Olá, meninas e meninos!
Hoje vou falar especialmente de um amigo e falar com ele, mas talvez dessa conversa os meninos e as meninas possam aproveitar alguma coisa para a vida.
O Francisco é uma pessoa muito querida: muito sério na vida, e dotado de uma exemplar bonomia e de um delicioso humor! Ele entrega-se e integra-se totalmente na sua causa, ela e ele uma só coisa sendo, numa sintonia perfeita.
Conheci-o pela primeira vez...Não, isto assim não está certo! Não está certo porque “conhecer” é “ir nascendo e alimentando-se e crescendo com alguém ou alguma coisa”. Portanto, será preferível começar de outro modo. De modo que o encontrei pela primeira vez na universidade, por acaso até sentados à mesma mesa, onde fomos colegas dos mesmos estudos, isto é, onde um com o outro lemos os mesmos livros e ouvimos os mesmos mestres. Fomos então companheiros, felizmente durante todo o curso. Companheiros, ou seja, um e outro comendo o mesmo pão da ciência, às vezes também comendo o mesmo pão da alimentação física, e também, não poucas vezes, o mesmo pão da sabedoria! Sabedoria sobretudo recolhida de passeios um com o outro no vizinho bosque de mimosas e de choupos junto ao rio, suas águas necessariamente correndo para o mar, aquelas árvores necessariamente crescendo para a luz e estando ali e dando sombra, e nós – livres, por nossa decisão, - nós os dois falando cada um da sua vida, os dois falando das duas, já como amigos, já quase como irmãos...Só assim se pode ir conhecendo o outro. Não se pode conhecer alguém, de uma vez por todas. Conhecer é ir desaguando na amizade e no amor. Amar é a forma mais sublime de conhecer!
Transcorrido esse tempo de estudos, porém, nunca mais nos encontrámos. Também não tenho ouvido assiduamente as suas sábias e contidas palavras. Há dias, porém, a propósito da onda de descrença que está grassando na sociedade, ouvi-o dizer que muita gente “não sabe ouvir a voz do coração”(cito de memória). E portanto – sou eu a concluir – é sobremaneira essa voz que a nós, seres humanos, nos faz temer o deus tonitruante ou nos leva a chamar em nossa ajuda o deus omnipotente e bondoso mais recente.
Mas essa voz, meu caro Francisco, - e sempre sem ponta de desrespeito para consigo - essa voz é a voz antiga do corpo e do instinto e do coração, a qual não pode deixar de ser incendiada ao calor das emoções! Foi Miguel de Unamuno quem escreveu que, na evolução, o ser humano evoluiu demasiado! Porque a voz da razão, a voz nova, é bem diversa da do coração! A fé assenta e como que oficializa essa voz antiga, a voz do coração.
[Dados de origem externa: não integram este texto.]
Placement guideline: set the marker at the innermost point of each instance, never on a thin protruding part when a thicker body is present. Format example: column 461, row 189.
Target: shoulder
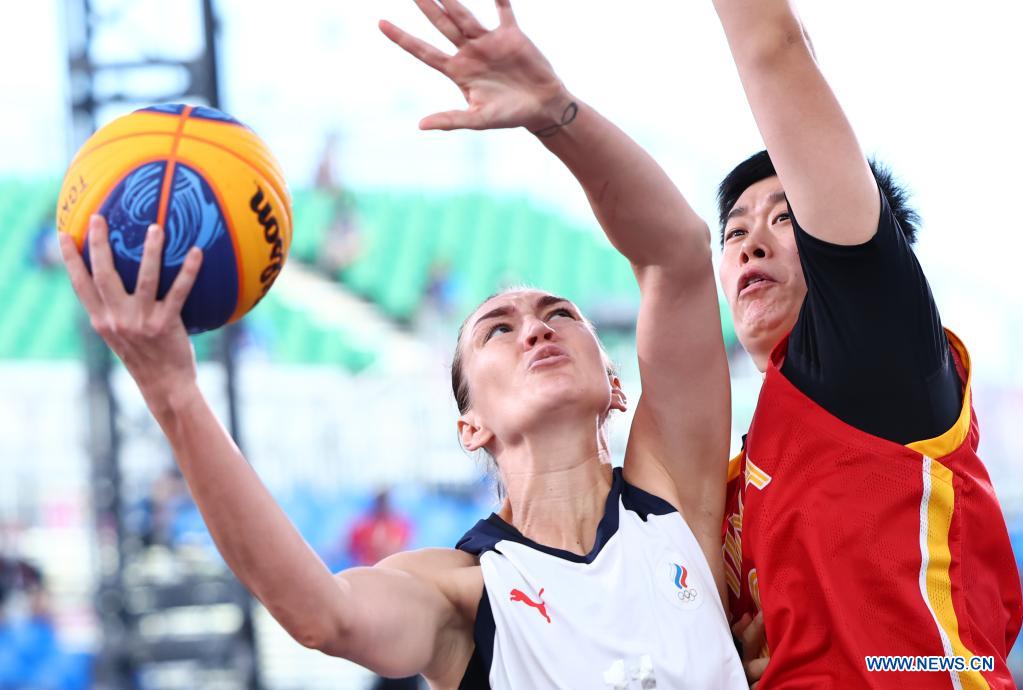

E além disso, com todas as suas definições dogmáticas, ela impõe uma barreira intransponível, que portanto não se pode ultrapassar. Bem ao contrário, a razão, que depende da parte mais recente do cérebro, trabalha sempre em campo aberto e sem peias! Ela sonda sempre, sem cansaços nem fronteiras, o desconhecido. Por isso é que aquele querido Miguel - que atrás ficou citado e ainda está vivo como vemos – afirmou que o ser humano evoluiu demasiado! De tal sorte evoluiu que, agora, já como ser humano, é à sua razão que incumbe, entre o mais, regular as paixões que do corpo sobem à alma! Se o ser humano tivesse só a voz do coração, por causa do medo ou do favor toda a gente tinha fé mas nenhum de nós seria ser humano!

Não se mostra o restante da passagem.